This post was authored by Karel Bartos, Vojtech Franc, & Michal Sofka.

Malware is constantly evolving and changing. One way to identify malware is by analyzing the communication that the malware performs on the network. Using machine learning, these traffic patterns can be utilized to identify malicious software. Machine learning faces two obstacles: obtaining a sufficient training set of malicious and normal traffic and retraining the system as malware evolves. This post will analyze an approach that overcomes these obstacles by developing a detector that utilizes domains (easily obtained from domain blocklists, security reports, and sandboxing analysis) to train the system which can then be used to analyze more detailed proxy logs using statistical and machine learning techniques.

The network traffic analysis relies on extracting communication patterns from HTTP proxy logs (flows) that are distinctive for malware. Behavioral techniques compute features from the proxy log fields and build a detector that generalizes to the particular malware family exhibiting the targeted behavior.

The statistical features calculated from flows of malware samples are used to train a classifier of malicious traffic. This way, the classifier generalizes the information present in the flows and features and learns to recognize a malware behavior. We use features describing URL structures (such as URL length, decomposition, or character distribution), number of bytes transferred from server to client and vice versa, user agent, HTTP status, MIME type, port, etc. In our experimental evaluation, we used 305 features in total for each flow.

The first conceptual problem in using the standard supervised machine learning methods is the lack of sufficiently representative training set containing examples of malicious and legitimate communication. Providing security intelligence on individual proxy logs is expensive and does not scale with constantly evolving malware. The second problem is that the trained classifier is heavily dependent on the samples used in the training. Once a malware changes the behavior, the system needs to be retrained. With continuously rising number of malware variants, this becomes a major bottleneck in modern malware detection systems.

Both problems are addressed by considering groups of flows (also called bags). The bags are constructed for each user (or source IP) and contain all network communication with a particular hostname for a specific period of time.
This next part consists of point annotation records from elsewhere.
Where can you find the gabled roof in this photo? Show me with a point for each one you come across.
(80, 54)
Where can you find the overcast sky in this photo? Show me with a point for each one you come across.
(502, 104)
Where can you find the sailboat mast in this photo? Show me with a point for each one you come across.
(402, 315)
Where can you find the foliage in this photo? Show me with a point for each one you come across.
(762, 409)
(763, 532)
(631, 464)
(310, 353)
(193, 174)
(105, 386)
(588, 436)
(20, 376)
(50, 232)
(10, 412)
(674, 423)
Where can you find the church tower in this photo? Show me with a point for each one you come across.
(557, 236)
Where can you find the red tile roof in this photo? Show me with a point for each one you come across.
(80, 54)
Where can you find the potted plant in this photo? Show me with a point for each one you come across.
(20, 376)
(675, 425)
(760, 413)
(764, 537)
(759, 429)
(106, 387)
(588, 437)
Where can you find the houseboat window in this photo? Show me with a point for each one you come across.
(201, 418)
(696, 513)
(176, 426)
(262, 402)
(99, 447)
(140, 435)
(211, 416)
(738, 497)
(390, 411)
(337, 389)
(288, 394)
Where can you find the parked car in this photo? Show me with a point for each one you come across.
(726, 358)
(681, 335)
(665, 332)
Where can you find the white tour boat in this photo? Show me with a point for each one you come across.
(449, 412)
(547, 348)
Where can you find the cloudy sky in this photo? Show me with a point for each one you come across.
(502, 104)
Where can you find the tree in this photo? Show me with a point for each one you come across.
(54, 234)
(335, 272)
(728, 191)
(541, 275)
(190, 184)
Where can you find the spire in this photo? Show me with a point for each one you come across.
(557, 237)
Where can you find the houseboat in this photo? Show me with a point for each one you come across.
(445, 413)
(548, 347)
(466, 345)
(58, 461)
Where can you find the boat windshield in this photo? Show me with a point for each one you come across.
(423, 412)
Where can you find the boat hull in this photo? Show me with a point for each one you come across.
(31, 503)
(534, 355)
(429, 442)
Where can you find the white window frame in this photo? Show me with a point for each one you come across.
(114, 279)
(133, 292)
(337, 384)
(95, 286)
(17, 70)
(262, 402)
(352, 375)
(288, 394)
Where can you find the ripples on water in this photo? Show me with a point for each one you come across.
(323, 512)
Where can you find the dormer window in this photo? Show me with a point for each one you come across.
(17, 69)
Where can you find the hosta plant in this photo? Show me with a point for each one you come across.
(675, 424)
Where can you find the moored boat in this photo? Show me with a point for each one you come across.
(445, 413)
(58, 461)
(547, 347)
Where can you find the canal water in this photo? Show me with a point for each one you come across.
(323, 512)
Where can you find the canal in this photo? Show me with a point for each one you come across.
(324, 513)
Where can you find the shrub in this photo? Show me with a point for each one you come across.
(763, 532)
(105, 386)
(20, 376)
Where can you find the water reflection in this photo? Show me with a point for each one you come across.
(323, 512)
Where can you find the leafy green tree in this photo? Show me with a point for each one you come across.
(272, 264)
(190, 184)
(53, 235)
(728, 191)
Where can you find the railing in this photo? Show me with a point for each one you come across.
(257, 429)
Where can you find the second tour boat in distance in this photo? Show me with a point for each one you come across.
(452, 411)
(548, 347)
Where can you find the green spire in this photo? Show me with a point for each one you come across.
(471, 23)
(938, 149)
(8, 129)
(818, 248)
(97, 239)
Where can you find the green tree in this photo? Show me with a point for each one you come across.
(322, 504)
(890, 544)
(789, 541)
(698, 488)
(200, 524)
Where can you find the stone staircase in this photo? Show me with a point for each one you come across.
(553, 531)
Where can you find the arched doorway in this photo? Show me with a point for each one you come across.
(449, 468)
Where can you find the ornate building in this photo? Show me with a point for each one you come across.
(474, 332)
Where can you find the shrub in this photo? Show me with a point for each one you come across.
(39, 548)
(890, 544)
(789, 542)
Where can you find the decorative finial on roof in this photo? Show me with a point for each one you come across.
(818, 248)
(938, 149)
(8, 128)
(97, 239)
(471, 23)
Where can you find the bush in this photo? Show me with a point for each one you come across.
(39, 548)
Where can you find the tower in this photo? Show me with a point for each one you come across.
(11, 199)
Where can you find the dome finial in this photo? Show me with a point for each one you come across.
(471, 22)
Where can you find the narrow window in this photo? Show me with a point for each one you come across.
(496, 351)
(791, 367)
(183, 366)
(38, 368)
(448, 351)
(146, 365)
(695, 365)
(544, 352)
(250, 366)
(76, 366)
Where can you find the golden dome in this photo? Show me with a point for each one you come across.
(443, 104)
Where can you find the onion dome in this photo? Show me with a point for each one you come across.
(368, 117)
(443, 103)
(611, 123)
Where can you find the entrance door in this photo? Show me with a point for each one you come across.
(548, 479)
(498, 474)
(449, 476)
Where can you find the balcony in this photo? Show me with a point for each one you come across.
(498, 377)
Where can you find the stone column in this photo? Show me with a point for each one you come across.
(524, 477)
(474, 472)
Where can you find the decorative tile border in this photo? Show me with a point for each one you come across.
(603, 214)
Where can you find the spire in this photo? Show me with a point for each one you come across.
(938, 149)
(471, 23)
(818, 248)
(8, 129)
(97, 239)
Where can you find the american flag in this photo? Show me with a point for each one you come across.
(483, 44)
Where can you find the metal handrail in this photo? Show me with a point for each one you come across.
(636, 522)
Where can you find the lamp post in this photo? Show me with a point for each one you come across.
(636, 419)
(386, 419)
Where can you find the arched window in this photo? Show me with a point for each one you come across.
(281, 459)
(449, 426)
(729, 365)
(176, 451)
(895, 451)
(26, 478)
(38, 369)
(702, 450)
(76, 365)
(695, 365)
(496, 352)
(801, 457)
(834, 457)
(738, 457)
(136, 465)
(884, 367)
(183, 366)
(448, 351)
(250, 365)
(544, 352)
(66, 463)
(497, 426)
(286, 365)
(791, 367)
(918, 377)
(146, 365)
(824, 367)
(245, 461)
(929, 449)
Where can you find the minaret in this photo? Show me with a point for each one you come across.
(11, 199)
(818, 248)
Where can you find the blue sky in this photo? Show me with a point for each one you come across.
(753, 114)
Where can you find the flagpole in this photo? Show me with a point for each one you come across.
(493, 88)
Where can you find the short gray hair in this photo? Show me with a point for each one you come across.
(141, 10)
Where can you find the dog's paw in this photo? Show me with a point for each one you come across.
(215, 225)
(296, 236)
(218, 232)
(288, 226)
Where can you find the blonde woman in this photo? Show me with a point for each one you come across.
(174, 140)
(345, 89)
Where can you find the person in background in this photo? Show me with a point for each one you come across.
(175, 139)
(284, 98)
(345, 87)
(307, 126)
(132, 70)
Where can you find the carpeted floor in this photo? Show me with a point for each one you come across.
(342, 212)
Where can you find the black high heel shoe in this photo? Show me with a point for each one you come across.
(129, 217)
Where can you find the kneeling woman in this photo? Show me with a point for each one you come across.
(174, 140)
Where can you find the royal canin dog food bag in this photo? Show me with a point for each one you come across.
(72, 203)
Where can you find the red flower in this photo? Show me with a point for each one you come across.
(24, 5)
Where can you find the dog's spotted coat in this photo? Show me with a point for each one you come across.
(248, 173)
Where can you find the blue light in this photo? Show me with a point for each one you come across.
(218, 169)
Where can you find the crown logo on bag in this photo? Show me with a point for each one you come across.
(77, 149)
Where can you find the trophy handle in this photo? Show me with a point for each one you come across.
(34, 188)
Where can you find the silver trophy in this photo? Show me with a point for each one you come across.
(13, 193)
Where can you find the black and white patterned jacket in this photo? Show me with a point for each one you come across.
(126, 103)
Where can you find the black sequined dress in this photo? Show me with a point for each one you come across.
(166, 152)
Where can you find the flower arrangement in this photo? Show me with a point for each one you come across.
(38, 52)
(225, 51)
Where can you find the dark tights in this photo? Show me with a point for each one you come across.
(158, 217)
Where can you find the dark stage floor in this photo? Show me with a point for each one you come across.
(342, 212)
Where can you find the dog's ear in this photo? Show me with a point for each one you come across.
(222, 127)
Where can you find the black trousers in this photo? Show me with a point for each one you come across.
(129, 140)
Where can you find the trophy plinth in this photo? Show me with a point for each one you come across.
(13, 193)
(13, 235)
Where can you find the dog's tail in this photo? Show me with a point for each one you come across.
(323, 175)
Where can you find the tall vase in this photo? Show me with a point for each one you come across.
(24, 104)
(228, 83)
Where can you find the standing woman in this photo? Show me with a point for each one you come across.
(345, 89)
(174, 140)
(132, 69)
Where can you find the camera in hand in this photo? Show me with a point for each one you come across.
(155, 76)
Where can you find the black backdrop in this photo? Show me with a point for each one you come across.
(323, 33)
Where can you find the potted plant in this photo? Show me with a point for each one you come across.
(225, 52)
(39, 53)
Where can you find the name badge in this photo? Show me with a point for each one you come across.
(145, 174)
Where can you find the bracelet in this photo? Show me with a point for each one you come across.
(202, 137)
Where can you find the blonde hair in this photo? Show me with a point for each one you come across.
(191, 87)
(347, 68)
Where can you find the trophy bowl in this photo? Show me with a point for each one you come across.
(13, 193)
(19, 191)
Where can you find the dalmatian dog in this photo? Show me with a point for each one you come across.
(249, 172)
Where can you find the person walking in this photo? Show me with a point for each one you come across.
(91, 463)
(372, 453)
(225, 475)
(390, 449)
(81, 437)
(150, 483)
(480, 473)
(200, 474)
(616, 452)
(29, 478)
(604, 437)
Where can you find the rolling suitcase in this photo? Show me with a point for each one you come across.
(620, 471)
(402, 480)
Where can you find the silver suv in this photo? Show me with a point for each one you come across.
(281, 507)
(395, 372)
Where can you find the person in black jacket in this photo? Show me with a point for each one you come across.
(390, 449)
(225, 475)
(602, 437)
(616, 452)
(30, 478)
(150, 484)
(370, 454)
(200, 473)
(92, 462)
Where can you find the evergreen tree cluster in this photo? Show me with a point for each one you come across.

Multiple Instance Learning The robustness of the learned malicious flow detector directly depends on using a representative training set. Labeling individual flows in large quantities is difficult but the labels of domains can be easily obtained by leveraging internet domain blocklists, security reports, and sandboxing analysis. Assigning labels based on the domains instead of the richer proxy logs with full target website URLs results in weak supervision in training: it is not known which flows in a positive bag are malicious and which are legitimate. The key advantage of this approach is that the requirements on the labeled samples (and their accuracy) are lower. This way, the system can train a detector that operates on individual proxy-logs while the training uses only domains to indicate malicious or legitimate traffic. Since the labeling is at the level of domains while the system trains a proxy log classifier, it can happen that some proxy logs in the positive bags (labeled positive based on the domain) can be negative (legitimate). The training algorithm correctly handles such cases.

The problem is formulated as weakly supervised learning since the bag labels are used to train a classifier of individual flows. We propose an algorithm based on the Multiple Instance Learning (MIL) that seeks for the Neyman-Pearson detector with a very low false positive rate that is necessary in the deployment of the system. The approach is illustrated in Figure 1.

Figure 1: (1) Flows from the training set are associated with either malicious or legitimate traffic. This fact is illustrated by a plus or a minus sign, for a malicious or a legitimate flow respectively. Unfortunately, such information is hard to obtain and is often not available for training. Therefore, a third party feeds or blacklists are used to label the training data. These lists are mostly
domain-based and introduce mistakes in labeling (2), resulting in poor performance of classifiers trained on such mislabeled data, as shown in (3). Our solution uses blacklists and feeds to create weak labels of bags (4). A bag is labeled as positive if at least one flow included in the bag is labeled as positive. Otherwise, the bag is labeled as negative. An example of a bag is a set of flows with the same user and domain. The MIL classifier learns a flow-level model based on weak labels from
the bags and optimizes the decision boundary, which results in better separation of malicious and legitimate flows (5) and thus higher efficacy
Figure 1: (1) Flows from the training set are associated with either malicious or legitimate traffic. This fact is illustrated by a plus or a minus sign, for a malicious or a legitimate flow respectively. Unfortunately, such information is hard to obtain and is often not available for training. Therefore, a third party feeds or blocklists are used to label the training data. These lists are mostly domain-based and introduce mistakes in labeling (2), resulting in poor performance of classifiers trained on such mislabeled data, as shown in (3). Our solution uses blocklists and feeds to create weak labels of bags (4). A bag is labeled as positive if at least one flow included in the bag is labeled as positive. Otherwise, the bag is labeled as negative. An example of a bag is a set of flows with the same user and domain. The MIL classifier learns a flow-level model based on weak labels from the bags and optimizes the decision boundary, which results in better separation of malicious and legitimate flows (5) and thus higher efficacy


Learning of the Neyman-Pearson detector is formulated as an optimization problem with two terms: false negatives are minimized while choosing a detector with prescribed and guaranteed (very low) false positive rate. False negatives and false positives are approximated by empirical estimates computed from the weakly annotated data. The hypothesis space of the detector is composed of a linear decision rules parameterized by a weight vector and an offset. The described Neyman-Pearson learning is a modification of the Multi-Instance Support Vector Machines (mi-SVM) algorithm. The mi-SVM treats the flow labels as unobserved hidden variables subject to constraints defined by their bag labels. The goal is to maximize the instance margin jointly over the unknown instance labels and a linear discriminant function.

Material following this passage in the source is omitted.